X

Cloudera Tutorials

Optimize your time with detailed tutorials that clearly explain the best way to deploy, use, and manage Cloudera products. Login or register below to access all Cloudera tutorials.

Cloudera named a leader in 2022 Gartner® Magic Quadrant™ for Cloud Database Management Systems Get the report

Introduction

This tutorial will show you how use Apache NiFi to pull data in the form of a CSV file placed on a cloud storage solution, format it in order to send it to a messaging queue (Kafka), consuming from that queue to ingest it into an operational database (HBase), and then retrieving the data via SQL syntax using Phoenix, all within Cloudera Data Platform - Public Cloud (CDP-PC).

Prerequisites

  • Have administrator access to already created environment on Cloudera Data Platform (CDP) Public Cloud.
  • Have created a CDP workload User
  • Basic AWS CLI skills

Outline

Watch Video

The video below provides a brief overview of what is covered in this tutorial:

 

Download Assets

 

You have two (2) options to get the assets needed for this tutorial:

  1. Download a ZIP file

It contains only necessary files used in this tutorial. Unzip tutorial-files.zip and remember its location.

  1. Clone our GitHub repository

It provides assets used in this and other tutorials; organized by tutorial title.

 

Using AWS CLI, copy file corvette-data-june2020.csv to S3 bucket, s3a://<storage.location>/tutorial-opdb/, where <storage.location> is your environment’s property value for storage.location.base.

Note: You may need to ask your environment's administrator to get property value for storage.location.base.

 

In this example, property storage.location.base has value s3a://usermarketing-cdp-demo; therefore copy the file using the command:

aws s3 cp corvette-data-june2020.csv s3://usermarketing-cdp-demo/tutorial-opdb/corvette-data-june2020.csv

Provision Data Hub Clusters

This tutorial requires that we provision three (3) data hub clusters named:

 

1. um-nifi-demo, using cluster definition 7.2.0 - Flow Management Light Duty for AWS

 

2. um-streaming-demo, using cluster definition 7.2.0 - Streams Messaging Light Duty for AWS

3. um-opdb-demo, using cluster definition 7.2.0 - Operational Database with SQL for AWS

Note: Your CDP environment may have different cluster definitions.

Refer to How to Create a Data Hub on Cloudera Data Platform for details on how to provision a Data Hub.

Data Hub Configuration

In this section, we’ll configure our Data Hub Clusters to communicate with one another.

Flow Management

1. Download HBase configuration file, hbase-clientconfig.zip.
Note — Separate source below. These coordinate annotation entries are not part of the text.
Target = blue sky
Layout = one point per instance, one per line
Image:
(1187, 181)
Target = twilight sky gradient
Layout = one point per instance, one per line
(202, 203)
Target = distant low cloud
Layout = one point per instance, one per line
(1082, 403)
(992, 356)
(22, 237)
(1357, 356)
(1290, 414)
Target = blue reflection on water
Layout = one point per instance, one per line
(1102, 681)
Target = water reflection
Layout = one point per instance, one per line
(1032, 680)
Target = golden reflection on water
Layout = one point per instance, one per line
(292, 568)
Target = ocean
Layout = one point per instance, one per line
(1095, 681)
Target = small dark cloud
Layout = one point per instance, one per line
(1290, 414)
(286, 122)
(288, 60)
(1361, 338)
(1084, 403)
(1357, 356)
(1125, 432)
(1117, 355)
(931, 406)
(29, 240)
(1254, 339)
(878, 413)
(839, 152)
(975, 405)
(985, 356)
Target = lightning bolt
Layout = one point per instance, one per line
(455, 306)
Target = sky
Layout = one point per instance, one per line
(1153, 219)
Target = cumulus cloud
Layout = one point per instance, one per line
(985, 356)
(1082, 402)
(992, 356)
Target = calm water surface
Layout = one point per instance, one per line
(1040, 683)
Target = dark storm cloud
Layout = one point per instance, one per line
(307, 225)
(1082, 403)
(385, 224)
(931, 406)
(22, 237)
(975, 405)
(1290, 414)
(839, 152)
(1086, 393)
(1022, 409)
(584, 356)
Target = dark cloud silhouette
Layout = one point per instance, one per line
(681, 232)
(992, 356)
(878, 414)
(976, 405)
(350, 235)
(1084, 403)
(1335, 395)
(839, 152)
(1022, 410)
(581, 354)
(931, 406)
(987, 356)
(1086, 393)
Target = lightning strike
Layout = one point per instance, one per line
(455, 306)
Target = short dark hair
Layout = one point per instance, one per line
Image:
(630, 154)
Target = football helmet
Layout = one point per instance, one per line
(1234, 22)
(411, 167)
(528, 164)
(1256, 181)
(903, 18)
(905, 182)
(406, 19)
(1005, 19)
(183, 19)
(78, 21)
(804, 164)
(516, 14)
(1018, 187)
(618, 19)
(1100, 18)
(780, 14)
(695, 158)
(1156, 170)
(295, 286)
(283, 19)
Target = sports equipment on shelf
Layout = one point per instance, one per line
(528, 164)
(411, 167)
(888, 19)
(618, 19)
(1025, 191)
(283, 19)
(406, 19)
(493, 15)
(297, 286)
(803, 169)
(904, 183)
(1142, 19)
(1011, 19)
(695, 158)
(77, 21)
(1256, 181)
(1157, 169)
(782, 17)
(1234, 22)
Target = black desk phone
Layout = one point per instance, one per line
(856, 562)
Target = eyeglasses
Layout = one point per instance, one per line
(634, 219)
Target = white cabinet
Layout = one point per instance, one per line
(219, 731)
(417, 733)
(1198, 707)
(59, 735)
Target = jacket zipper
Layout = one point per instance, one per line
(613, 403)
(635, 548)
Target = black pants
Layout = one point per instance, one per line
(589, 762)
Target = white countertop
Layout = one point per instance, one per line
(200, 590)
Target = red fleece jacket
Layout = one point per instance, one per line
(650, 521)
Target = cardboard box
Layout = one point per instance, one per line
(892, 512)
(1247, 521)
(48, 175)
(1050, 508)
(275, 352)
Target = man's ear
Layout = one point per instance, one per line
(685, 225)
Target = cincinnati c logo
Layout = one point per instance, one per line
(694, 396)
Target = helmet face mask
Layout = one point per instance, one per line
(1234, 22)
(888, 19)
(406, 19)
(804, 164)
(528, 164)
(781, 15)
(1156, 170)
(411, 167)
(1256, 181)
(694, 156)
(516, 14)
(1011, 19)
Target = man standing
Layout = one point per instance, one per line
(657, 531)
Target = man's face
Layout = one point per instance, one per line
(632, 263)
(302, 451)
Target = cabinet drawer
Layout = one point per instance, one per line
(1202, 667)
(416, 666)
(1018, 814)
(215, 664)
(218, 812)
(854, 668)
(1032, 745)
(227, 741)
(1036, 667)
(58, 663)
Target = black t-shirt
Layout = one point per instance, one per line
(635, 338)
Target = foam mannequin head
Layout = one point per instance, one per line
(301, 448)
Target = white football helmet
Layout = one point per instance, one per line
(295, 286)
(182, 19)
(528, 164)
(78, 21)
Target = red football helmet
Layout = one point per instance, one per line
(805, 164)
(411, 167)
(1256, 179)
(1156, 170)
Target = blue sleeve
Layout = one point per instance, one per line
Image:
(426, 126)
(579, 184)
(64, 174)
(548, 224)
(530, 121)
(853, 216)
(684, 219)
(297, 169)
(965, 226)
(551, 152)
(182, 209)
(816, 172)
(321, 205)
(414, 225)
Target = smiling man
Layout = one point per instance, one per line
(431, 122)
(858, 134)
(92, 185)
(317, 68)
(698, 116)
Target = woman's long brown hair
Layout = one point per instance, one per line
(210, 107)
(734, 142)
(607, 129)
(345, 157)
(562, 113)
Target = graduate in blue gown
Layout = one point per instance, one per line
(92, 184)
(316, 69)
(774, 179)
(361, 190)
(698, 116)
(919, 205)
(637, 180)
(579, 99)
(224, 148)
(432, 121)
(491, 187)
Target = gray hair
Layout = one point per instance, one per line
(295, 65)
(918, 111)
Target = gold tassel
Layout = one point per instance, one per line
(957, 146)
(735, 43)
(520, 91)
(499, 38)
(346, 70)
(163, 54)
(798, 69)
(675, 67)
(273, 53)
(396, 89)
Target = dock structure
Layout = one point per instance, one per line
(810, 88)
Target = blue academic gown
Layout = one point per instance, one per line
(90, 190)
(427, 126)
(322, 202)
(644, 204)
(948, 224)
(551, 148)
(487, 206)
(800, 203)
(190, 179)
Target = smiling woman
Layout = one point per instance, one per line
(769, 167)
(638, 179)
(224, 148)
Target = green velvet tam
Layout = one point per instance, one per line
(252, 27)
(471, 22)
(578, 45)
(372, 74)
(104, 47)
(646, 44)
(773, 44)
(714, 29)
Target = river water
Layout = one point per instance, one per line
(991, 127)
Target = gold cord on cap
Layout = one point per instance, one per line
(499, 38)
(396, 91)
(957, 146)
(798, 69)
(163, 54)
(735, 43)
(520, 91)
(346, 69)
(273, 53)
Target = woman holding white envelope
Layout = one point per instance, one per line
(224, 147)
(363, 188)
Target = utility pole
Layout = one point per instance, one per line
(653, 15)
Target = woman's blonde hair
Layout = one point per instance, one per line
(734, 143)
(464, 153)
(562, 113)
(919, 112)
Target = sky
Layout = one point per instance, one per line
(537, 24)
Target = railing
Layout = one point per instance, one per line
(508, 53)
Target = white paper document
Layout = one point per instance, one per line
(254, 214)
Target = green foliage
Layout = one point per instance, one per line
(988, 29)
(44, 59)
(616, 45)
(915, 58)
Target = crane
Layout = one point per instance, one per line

Unzip the file and remember its location.

 

Begin from Operational Database Data Hub:

um-opdb-demo > CM-UI > Clusters > HBase > Actions > Download Client Configuration

 

2. Copy hbase-site.xml file into every NiFi worker node.

Note: There are other files in the client configuration file downloaded - we only need to copy hbase-site.xml.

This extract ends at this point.